Wednesday, July 13, 2005

The Problem of Evil

There is hardly a man clever enough to recognize the full extent of the evil he does.

- Francois De La Rochefoucauld

We have spoken of it before on this blog, and it has been mentioned in passing and deliberately, but the "Problem of Evil," yet remains one of the largest objections to Christianity. If God is all-good, all-loving, all-knowing, and all-powerful - why is there yet evil in the world? As I read recently from a website www.calvaryphx.com in their Q&A section, the problem of evil exists because God is good.

God is not an annihilator; He has never completely destroyed both someone's body and soul so that it is as if that person, or those people, have never been. Even those in the Old Testament, that God told the Israelites to make war upon, were not utterly annihilated.

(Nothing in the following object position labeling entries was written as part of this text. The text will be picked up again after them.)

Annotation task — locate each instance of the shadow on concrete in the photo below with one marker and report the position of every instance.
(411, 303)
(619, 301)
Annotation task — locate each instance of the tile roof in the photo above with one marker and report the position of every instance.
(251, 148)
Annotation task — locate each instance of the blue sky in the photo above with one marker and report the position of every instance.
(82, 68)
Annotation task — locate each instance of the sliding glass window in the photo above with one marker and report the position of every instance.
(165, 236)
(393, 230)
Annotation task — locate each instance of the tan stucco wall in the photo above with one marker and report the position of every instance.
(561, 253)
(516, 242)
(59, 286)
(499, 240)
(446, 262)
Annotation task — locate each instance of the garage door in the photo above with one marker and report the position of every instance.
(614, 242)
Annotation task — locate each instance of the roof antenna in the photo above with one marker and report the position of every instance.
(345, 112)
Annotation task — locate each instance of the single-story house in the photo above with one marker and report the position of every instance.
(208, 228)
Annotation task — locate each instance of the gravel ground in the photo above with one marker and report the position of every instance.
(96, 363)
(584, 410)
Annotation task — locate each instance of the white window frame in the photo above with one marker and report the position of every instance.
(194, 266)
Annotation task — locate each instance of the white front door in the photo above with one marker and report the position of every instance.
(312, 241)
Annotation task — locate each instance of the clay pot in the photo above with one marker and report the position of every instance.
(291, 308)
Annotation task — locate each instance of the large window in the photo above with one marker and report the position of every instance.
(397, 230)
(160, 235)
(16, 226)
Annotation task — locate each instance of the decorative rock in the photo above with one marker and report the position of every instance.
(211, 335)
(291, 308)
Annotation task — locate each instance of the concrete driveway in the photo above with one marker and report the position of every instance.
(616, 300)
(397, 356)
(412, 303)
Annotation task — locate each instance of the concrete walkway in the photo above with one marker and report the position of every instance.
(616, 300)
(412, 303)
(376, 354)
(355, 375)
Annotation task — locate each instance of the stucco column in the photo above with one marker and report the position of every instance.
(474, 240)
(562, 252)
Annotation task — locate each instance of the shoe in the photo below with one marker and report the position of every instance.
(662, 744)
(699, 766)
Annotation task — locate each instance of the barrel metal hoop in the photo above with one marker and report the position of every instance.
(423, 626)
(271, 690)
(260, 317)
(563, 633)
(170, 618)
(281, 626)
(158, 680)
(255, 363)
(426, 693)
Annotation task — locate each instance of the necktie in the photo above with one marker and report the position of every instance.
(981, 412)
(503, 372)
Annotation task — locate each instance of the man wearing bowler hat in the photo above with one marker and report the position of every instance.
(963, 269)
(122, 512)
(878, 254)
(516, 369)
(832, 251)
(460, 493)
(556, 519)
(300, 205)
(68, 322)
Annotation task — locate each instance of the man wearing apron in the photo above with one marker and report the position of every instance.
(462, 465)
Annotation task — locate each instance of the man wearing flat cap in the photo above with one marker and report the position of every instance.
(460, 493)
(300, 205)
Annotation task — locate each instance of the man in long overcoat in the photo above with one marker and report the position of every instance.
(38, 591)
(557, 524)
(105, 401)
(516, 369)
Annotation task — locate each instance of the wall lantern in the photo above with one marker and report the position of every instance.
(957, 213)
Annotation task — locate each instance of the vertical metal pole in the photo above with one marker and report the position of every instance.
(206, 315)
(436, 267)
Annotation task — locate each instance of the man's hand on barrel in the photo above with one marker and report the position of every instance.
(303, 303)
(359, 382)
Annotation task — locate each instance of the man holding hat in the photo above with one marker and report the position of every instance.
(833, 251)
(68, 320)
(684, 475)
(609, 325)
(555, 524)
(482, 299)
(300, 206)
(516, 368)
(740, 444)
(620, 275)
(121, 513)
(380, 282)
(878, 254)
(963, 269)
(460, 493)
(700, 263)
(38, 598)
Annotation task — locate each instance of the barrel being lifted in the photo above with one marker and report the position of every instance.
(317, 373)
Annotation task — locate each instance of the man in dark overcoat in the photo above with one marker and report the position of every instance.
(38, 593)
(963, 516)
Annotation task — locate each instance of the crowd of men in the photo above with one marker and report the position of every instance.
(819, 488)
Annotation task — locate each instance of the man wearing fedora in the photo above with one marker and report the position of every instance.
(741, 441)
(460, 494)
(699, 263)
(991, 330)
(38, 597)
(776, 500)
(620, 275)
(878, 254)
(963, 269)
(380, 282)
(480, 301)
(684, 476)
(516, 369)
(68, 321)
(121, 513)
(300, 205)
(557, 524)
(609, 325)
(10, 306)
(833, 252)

Why?

Because God does, despite what many rabid PC'ers claim, respect the views of other people. He allows people to be wrong. He allows for freedom. Love without freedom is slavery, and is therefore also not love. "...Freely you have received, freely give (Matthew 10:8)." Part of the reason why God loves a cheerful giver is because the giver does so freely and willfully, knowing that the giver has lost something, time if nothing else, and cannot get that time back. Imagine if on your wedding day your wife, or husband, to-be said "I do" not because that person desperately loved you, but because it was not possible for that person to answer otherwise! You wouldn't have a spouse, but a mere servant; a slave. We are made in the image of God, and God is no slave; part of being made in that image is self-determination i.e. free will.

Aha! some might say. If God is all-powerful, then surely He can create people who would always freely choose to do good!

But that is not possible. To which you might reply - if God is all-powerful, then nothing is impossible! But that is not true either. Consider the following (somewhat childish) philosophical argument:

1) God is all-powerful.
2) If (1), then God can do anything.
3) If (1) and (2), then God can create a rock so big that He himself cannot lift it.
4) But God can do anything (2)
- We are left with a contradiction. If God is all-powerful, can He make a rock so big He Himself cannot lift it?

Similarly, let us address the question of evil in a more philosophically rigorous fashion:

1) God is all-powerful
2) God is all-good
3) God is all-knowing
4) That which is good seeks to maximixe good and minimize evil.
5) If (1) (2) then God is powerful enough to fully maximize good and fully minimize evil (make only a good universe)
6) If (3) God knows how to make only a good universe.
7) If (1) (2) and (3) then God can create people who always freely choose to do good.
8) Evil exists
9) People sometimes do evil
- We are left with another contradiction. But before anyone gets too excited, let us revisit the summary of the first argument:

If God is all-powerful, He can make a rock so big that He Himself cannot lift it. Substitute whatever term you feel is best appropriate for "big," whether it be size, mass, density, or whatever. The statement still stands until one realizes something: If God is all-powerful, and infinite (by definition), then it is not possible for there to be any such rock! If God is unlimited in His power, and He is, then there can never be a rock which He cannot lift. Thus premise (3), in the first argument, is unsound because it supposes the existence of something that is logically contradictory. There cannot be any such rock of sufficient size, mass, or whatever, that cannot be overcome by an infinitely all-powerful being.

We have the exact same problem in premise (7) of the second argument. Just as God cannot create a rock so big that He himself cannot lift it (because God can, by definition lift anything because of His being all-powerful and infinite), He cannot create a being that always freely chooses to do good because then there is no freedom. Even the best Christians do not always do the morally best thing in any given situation, regardless of how big or small that situation is - that is why God tells believers to regularly confess their sins - because they will, in fact, continue sinning. But the presence of the Holy Spirit in the life of the believer will ensure that the believer sins less and less, a process called sanctification, whereby God begins to make the believer more like Jesus Christ.

Freedom is a mutually exclusive term. Either you are free to choose (a) or you are not free to choose (a). Freedom, too, is bound by the law of non-contradiction. For those of you interested in reading more about God's attributes and logical possibility, I refer you to the works of Saint Thomas Aquinas.

To end, I will refer once again to www.calvaryphx.com in that site's final paragraph concerning dealing with the problem of evil.

"The real question that needs to be answered by those who blame God for evil is “how much suffering is too much suffering? Who is able to make that determination? Isn’t a certain level of pain a good thing since it warns me of danger? The removal of suffering would cripple our growth as individuals. This fact was even the basis of the Hollywood movie “The Matrix.” The ruling machines found that a “perfect world” did not work for humans and they had to scrap it for what our current reality holds. If Hollywood recognizes that suffering is essential to the human character, and the Bible states that it is inevitable, and if Jesus bore the suffering for the weight of sin, then what sort of folly begs for a world with no suffering?"

"Apart from the gospel message, I know of no other hope for mankind."